Kevin Jairaj-USA TODAY Sports

The Cincinnati Reds Offense- A Model of Inconsistency.

On Saturday, July 6th, the Cincinnati Reds defeated the Seattle Mariners 13-4. Overall, they outscored the Mariners 16-11 in the series, not allowing more than 4 runs in any of the games. They lost the series, dropping 2 of 3 to the 40-49 Seattle Mariners. This series perfectly captures the essence of the Cincinnati Reds’ 2013 season from an offensive standpoint.

Currently, at the time of this writing, the Reds are being shut out by Brewers’ right hander Wily Peralta. Peralta entered the game with a 5-9 record and an ERA of 5.27, culminating in a WAR of -1.7. Peralta has allowed just one hit since the first inning, when Reds’ center fielder Shin-Soo Choo lead off the game with a hit. Peralta has a 6.12 ERA at home this season, the worst in the National League.

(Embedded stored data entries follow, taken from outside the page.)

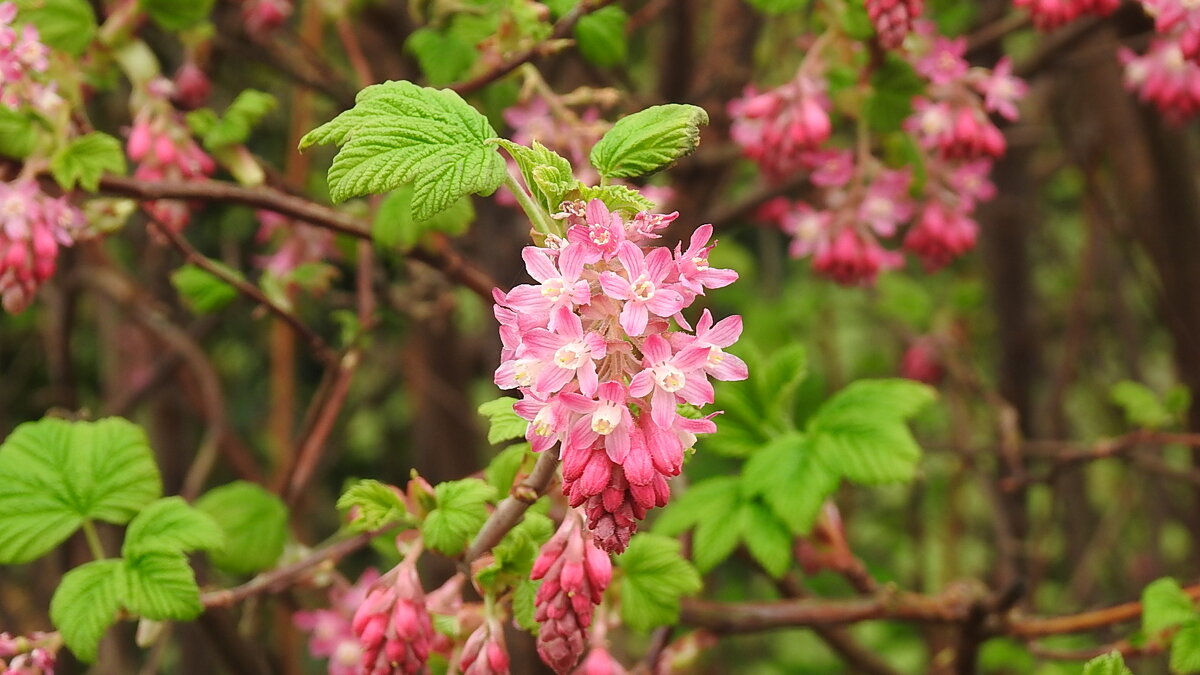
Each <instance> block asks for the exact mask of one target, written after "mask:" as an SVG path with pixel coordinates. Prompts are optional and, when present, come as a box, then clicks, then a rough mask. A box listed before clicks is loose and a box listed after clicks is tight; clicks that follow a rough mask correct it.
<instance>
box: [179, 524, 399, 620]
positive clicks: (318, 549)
mask: <svg viewBox="0 0 1200 675" xmlns="http://www.w3.org/2000/svg"><path fill="white" fill-rule="evenodd" d="M374 534H376V532H362V533H361V534H355V536H354V537H350V538H349V539H342V540H341V542H337V543H334V544H330V545H328V546H325V548H323V549H317V550H314V551H312V552H311V554H310V555H308V556H307V557H305V558H302V560H299V561H296V562H293V563H292V565H288V566H286V567H281V568H278V569H272V571H271V572H266V573H264V574H259V575H258V577H254V578H253V579H251V580H250V581H246V583H245V584H242V585H241V586H235V587H233V589H223V590H221V591H209V592H206V593H202V595H200V602H202V603H204V607H205V608H209V609H211V608H218V607H230V605H234V604H238V603H240V602H242V601H245V599H247V598H252V597H254V596H262V595H265V593H278V592H281V591H283V590H284V589H287V587H288V586H290V585H292V584H293V583H294V581H296V580H298V579H301V578H304V577H305V575H306V574H308V573H310V572H312V571H313V569H314V568H317V567H319V566H322V565H325V563H331V562H336V561H338V560H341V558H343V557H346V556H348V555H350V554H352V552H354V551H356V550H359V549H361V548H362V546H365V545H367V544H368V543H371V538H372V537H373V536H374Z"/></svg>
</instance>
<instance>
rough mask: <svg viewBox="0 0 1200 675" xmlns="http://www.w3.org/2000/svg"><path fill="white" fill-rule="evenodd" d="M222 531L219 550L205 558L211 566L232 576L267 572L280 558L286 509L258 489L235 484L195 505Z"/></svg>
mask: <svg viewBox="0 0 1200 675" xmlns="http://www.w3.org/2000/svg"><path fill="white" fill-rule="evenodd" d="M196 508H198V509H200V510H203V512H204V513H206V514H209V515H211V516H212V519H214V520H216V521H217V524H218V525H220V526H221V530H223V531H224V536H226V545H224V548H223V549H221V550H217V551H212V552H210V554H209V560H210V561H212V565H214V566H216V567H218V568H221V569H224V571H227V572H230V573H233V574H254V573H257V572H262V571H264V569H270V568H271V567H274V566H275V563H276V562H277V561H278V560H280V556H281V555H283V544H284V543H286V542H287V538H288V507H287V506H284V503H283V501H282V500H280V498H278V497H276V496H275V495H272V494H270V492H268V491H266V490H264V489H263V488H260V486H259V485H256V484H253V483H247V482H245V480H235V482H233V483H229V484H227V485H221V486H220V488H214V489H212V490H209V491H208V492H205V494H204V495H203V496H202V497H200V498H199V500H197V501H196Z"/></svg>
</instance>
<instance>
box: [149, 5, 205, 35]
mask: <svg viewBox="0 0 1200 675" xmlns="http://www.w3.org/2000/svg"><path fill="white" fill-rule="evenodd" d="M212 5H214V0H186V1H180V0H142V8H143V10H145V12H146V13H148V14H150V18H151V19H154V20H155V23H157V24H158V25H161V26H162V28H164V29H167V30H184V29H188V28H192V26H193V25H196V24H198V23H200V22H203V20H204V19H206V18H209V14H210V13H211V12H212Z"/></svg>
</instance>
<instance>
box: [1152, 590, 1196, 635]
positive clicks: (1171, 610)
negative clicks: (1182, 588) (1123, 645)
mask: <svg viewBox="0 0 1200 675" xmlns="http://www.w3.org/2000/svg"><path fill="white" fill-rule="evenodd" d="M1196 617H1198V615H1196V609H1195V602H1194V601H1193V599H1192V597H1190V596H1188V595H1187V593H1186V592H1183V589H1182V587H1181V586H1180V583H1178V581H1176V580H1175V579H1171V578H1163V579H1158V580H1156V581H1151V583H1150V584H1148V585H1147V586H1146V589H1145V590H1142V592H1141V629H1142V632H1145V633H1146V635H1147V637H1148V638H1151V639H1154V638H1157V637H1158V635H1160V634H1162V632H1163V631H1166V629H1168V628H1175V627H1176V626H1180V625H1183V623H1188V622H1190V621H1194V620H1195V619H1196Z"/></svg>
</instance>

Currently, for the 2013 season, the Reds rank 4th in the National League in runs scored with 388. Fourth in runs scored is solid, and is nothing to complain about. However, looking  at their offensive distribution, it’s clear that the Reds’ offense is as feast-or-famine as they come. They’ll score 10 runs in one game, and then go a week struggling to get 4 runs in any given game.

The Reds have been shutout 6 times this season (7 if this keeps up), and have been held to 2 or fewer runs 28 times. Further, when their pitching staff, which has kept them afloat, gives up 4-5 runs, the Reds are just 12-15. For an offense that, by the stats, “averages” more than 4 runs a game, that is a perplexing number. The truth of the matter is that the Reds’ run scored totals are inflated by the games where they score more than 10 runs, which has happened 9 times already this season. If the Reds are going to make a serious run at the world series, they will need some form of consistency with their offense.

With the run scoring potential that this lineup has, with Joey Votto, Jay Bruce, Shin Soo Choo, and Brandon Phillips all being superstar-caliber players, it’s hard to call this offense bad. The Reds offense is not bad, but is a model of inconsistency.